Sa mission en tant qu’instructeur n’était pas seulement de former des pilotes, mais « des combattants de l’air », capables de tenir sous pression, d’assumer la charge de missions réelles et d’incarner la résilience israélienne.
Une mise en garde pour demain
Malgré l’émotion de son départ, D. ne se contente pas de nostalgie. Il avertit, avec gravité, contre le danger de l’autosatisfaction : « Après la guerre des Six Jours, il y a eu l’euphorie. Puis est venue la guerre d’usure. Le 7 octobre, nous avons été pris par surprise parce que nous nous étions endormis. Même après nos succès, nous ne devons pas nous enivrer. Rien n’est jamais fini au Moyen-Orient. »

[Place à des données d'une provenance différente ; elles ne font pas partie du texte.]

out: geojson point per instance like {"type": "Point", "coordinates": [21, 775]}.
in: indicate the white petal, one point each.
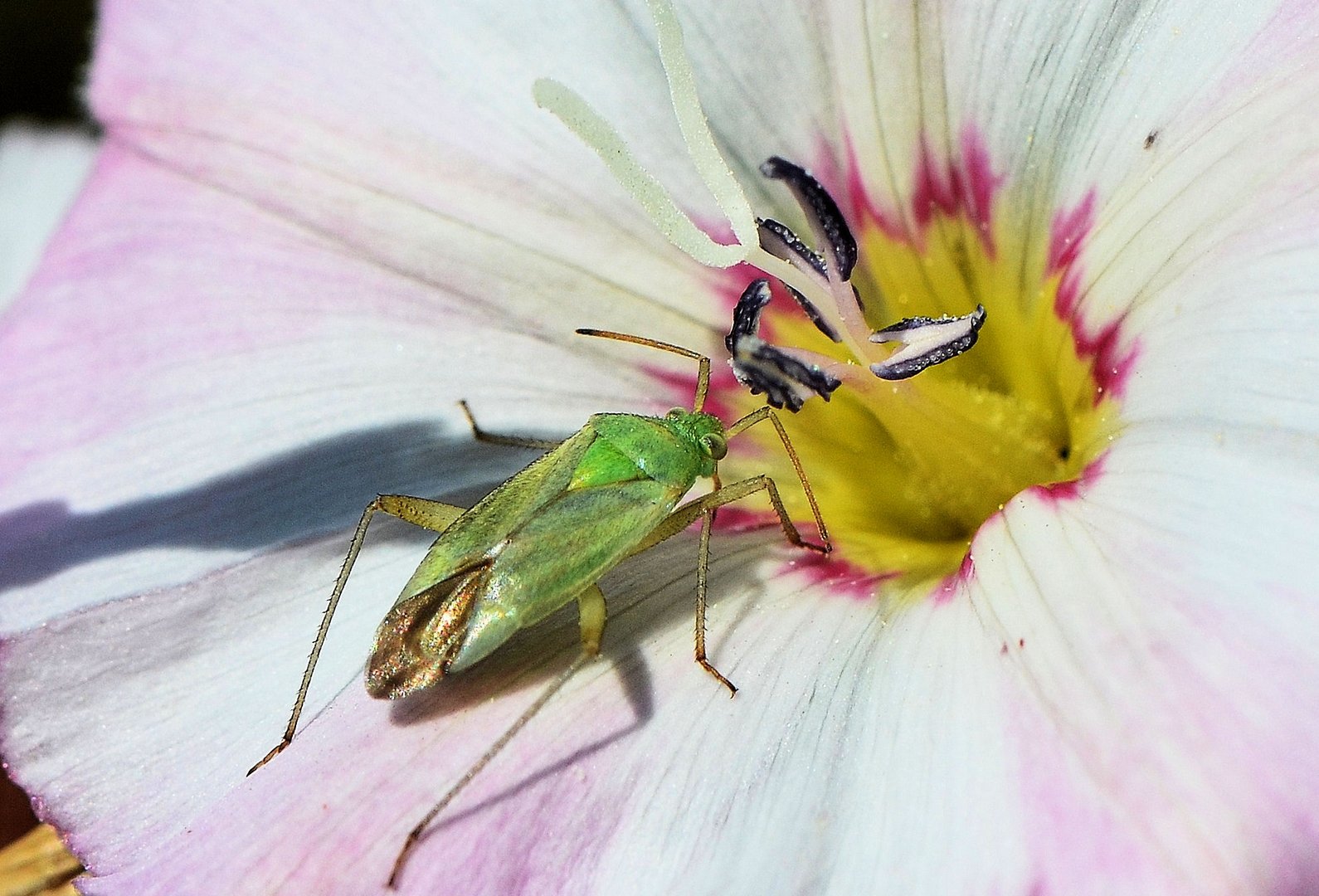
{"type": "Point", "coordinates": [41, 170]}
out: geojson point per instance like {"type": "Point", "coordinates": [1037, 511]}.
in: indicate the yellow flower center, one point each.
{"type": "Point", "coordinates": [907, 473]}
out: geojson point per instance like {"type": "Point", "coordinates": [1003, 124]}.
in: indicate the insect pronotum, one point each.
{"type": "Point", "coordinates": [545, 538]}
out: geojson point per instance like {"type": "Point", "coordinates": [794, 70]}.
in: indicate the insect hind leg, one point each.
{"type": "Point", "coordinates": [513, 441]}
{"type": "Point", "coordinates": [426, 514]}
{"type": "Point", "coordinates": [591, 616]}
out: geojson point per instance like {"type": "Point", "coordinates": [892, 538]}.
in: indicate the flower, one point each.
{"type": "Point", "coordinates": [306, 238]}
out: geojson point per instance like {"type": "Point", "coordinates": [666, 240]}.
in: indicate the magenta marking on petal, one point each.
{"type": "Point", "coordinates": [952, 585]}
{"type": "Point", "coordinates": [1111, 362]}
{"type": "Point", "coordinates": [1058, 493]}
{"type": "Point", "coordinates": [945, 185]}
{"type": "Point", "coordinates": [1068, 228]}
{"type": "Point", "coordinates": [836, 574]}
{"type": "Point", "coordinates": [859, 201]}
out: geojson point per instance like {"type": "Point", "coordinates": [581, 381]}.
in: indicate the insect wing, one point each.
{"type": "Point", "coordinates": [566, 548]}
{"type": "Point", "coordinates": [421, 635]}
{"type": "Point", "coordinates": [501, 512]}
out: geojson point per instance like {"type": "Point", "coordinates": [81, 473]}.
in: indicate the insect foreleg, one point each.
{"type": "Point", "coordinates": [767, 413]}
{"type": "Point", "coordinates": [431, 515]}
{"type": "Point", "coordinates": [591, 616]}
{"type": "Point", "coordinates": [704, 509]}
{"type": "Point", "coordinates": [514, 441]}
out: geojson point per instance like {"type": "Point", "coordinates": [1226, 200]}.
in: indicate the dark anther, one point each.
{"type": "Point", "coordinates": [782, 243]}
{"type": "Point", "coordinates": [926, 341]}
{"type": "Point", "coordinates": [820, 210]}
{"type": "Point", "coordinates": [762, 367]}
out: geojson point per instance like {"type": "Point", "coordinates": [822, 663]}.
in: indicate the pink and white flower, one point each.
{"type": "Point", "coordinates": [308, 235]}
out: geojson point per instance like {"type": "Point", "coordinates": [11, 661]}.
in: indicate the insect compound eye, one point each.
{"type": "Point", "coordinates": [715, 445]}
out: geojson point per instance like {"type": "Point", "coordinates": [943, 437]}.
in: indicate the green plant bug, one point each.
{"type": "Point", "coordinates": [543, 538]}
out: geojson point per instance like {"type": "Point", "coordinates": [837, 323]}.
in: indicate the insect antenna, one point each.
{"type": "Point", "coordinates": [702, 375]}
{"type": "Point", "coordinates": [528, 714]}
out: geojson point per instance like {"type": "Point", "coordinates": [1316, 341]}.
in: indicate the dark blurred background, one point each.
{"type": "Point", "coordinates": [44, 51]}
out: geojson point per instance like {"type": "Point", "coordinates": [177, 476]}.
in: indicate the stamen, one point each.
{"type": "Point", "coordinates": [788, 377]}
{"type": "Point", "coordinates": [596, 134]}
{"type": "Point", "coordinates": [695, 127]}
{"type": "Point", "coordinates": [782, 243]}
{"type": "Point", "coordinates": [657, 202]}
{"type": "Point", "coordinates": [926, 342]}
{"type": "Point", "coordinates": [826, 221]}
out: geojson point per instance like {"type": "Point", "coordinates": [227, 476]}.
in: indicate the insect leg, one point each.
{"type": "Point", "coordinates": [418, 511]}
{"type": "Point", "coordinates": [591, 612]}
{"type": "Point", "coordinates": [704, 509]}
{"type": "Point", "coordinates": [514, 441]}
{"type": "Point", "coordinates": [708, 520]}
{"type": "Point", "coordinates": [767, 413]}
{"type": "Point", "coordinates": [591, 616]}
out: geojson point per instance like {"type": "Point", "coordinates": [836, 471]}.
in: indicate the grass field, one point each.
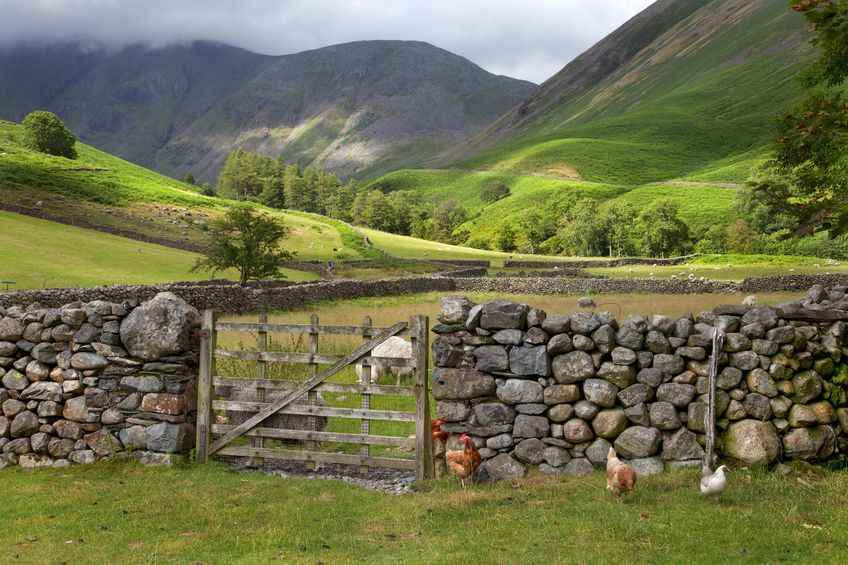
{"type": "Point", "coordinates": [123, 513]}
{"type": "Point", "coordinates": [39, 254]}
{"type": "Point", "coordinates": [730, 267]}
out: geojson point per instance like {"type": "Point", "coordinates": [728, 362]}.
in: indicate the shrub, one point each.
{"type": "Point", "coordinates": [46, 133]}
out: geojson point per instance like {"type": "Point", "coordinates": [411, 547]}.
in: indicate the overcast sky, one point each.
{"type": "Point", "coordinates": [530, 39]}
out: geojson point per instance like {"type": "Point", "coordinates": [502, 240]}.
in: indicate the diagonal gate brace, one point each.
{"type": "Point", "coordinates": [257, 419]}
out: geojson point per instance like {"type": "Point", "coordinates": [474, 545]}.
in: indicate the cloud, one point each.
{"type": "Point", "coordinates": [529, 39]}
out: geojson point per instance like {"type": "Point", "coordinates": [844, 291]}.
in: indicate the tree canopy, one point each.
{"type": "Point", "coordinates": [248, 242]}
{"type": "Point", "coordinates": [46, 133]}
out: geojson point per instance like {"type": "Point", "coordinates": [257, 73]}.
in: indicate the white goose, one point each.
{"type": "Point", "coordinates": [713, 484]}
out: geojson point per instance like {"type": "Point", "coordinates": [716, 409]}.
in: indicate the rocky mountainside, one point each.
{"type": "Point", "coordinates": [359, 109]}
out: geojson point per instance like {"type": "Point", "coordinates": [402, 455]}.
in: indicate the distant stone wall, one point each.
{"type": "Point", "coordinates": [227, 297]}
{"type": "Point", "coordinates": [597, 263]}
{"type": "Point", "coordinates": [97, 379]}
{"type": "Point", "coordinates": [556, 391]}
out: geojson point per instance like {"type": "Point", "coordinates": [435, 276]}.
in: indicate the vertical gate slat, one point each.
{"type": "Point", "coordinates": [365, 425]}
{"type": "Point", "coordinates": [312, 396]}
{"type": "Point", "coordinates": [420, 337]}
{"type": "Point", "coordinates": [206, 371]}
{"type": "Point", "coordinates": [261, 373]}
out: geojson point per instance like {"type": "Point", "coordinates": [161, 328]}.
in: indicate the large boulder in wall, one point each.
{"type": "Point", "coordinates": [161, 326]}
{"type": "Point", "coordinates": [753, 442]}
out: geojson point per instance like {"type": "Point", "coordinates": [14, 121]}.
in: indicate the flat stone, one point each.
{"type": "Point", "coordinates": [530, 451]}
{"type": "Point", "coordinates": [647, 466]}
{"type": "Point", "coordinates": [88, 361]}
{"type": "Point", "coordinates": [491, 358]}
{"type": "Point", "coordinates": [609, 423]}
{"type": "Point", "coordinates": [600, 392]}
{"type": "Point", "coordinates": [753, 442]}
{"type": "Point", "coordinates": [170, 438]}
{"type": "Point", "coordinates": [461, 384]}
{"type": "Point", "coordinates": [560, 394]}
{"type": "Point", "coordinates": [504, 467]}
{"type": "Point", "coordinates": [638, 442]}
{"type": "Point", "coordinates": [621, 376]}
{"type": "Point", "coordinates": [530, 426]}
{"type": "Point", "coordinates": [493, 413]}
{"type": "Point", "coordinates": [519, 391]}
{"type": "Point", "coordinates": [573, 367]}
{"type": "Point", "coordinates": [663, 416]}
{"type": "Point", "coordinates": [159, 327]}
{"type": "Point", "coordinates": [681, 445]}
{"type": "Point", "coordinates": [529, 361]}
{"type": "Point", "coordinates": [679, 395]}
{"type": "Point", "coordinates": [559, 344]}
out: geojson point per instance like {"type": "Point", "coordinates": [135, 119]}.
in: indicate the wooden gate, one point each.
{"type": "Point", "coordinates": [215, 438]}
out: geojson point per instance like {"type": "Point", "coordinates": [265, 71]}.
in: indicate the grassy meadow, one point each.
{"type": "Point", "coordinates": [124, 513]}
{"type": "Point", "coordinates": [40, 254]}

C’est ce mélange d’expérience, de lucidité et d’humilité qui fait de D. une légende vivante pour l’armée de l’air israélienne. Son départ symbolise la fin d’une époque, mais aussi la continuité d’un héritage. Car dans les cockpits des F-35 qui sillonnent aujourd’hui le ciel, volent des hommes et des femmes qu’il a contribué à former, et qui portent en eux sa mémoire et son exigence.
Leçon pour les générations futures
À l’heure où certains doutent de la motivation des jeunes Israéliens, le vétéran affirme au contraire que « la jeunesse d’aujourd’hui est prête, plus disciplinée, plus performante ». Mais il rappelle que cette excellence a un prix : « Dix pour cent seulement finissent le cours de pilote. Et même après trois ans d’instruction, il faut encore deux ou trois ans avant qu’un pilote soit vraiment opérationnel. C’est un investissement colossal pour l’État, mais sans cela, Israël n’existerait pas. »
L’histoire de D. est bien plus que le portrait d’un homme : c’est celui d’Israël lui-même, de ses guerres, de ses victoires, de ses cicatrices. Une démonstration vivante que la force d’Israël ne repose pas seulement sur ses avions et ses technologies, mais sur ses hommes, leur courage et leur modestie.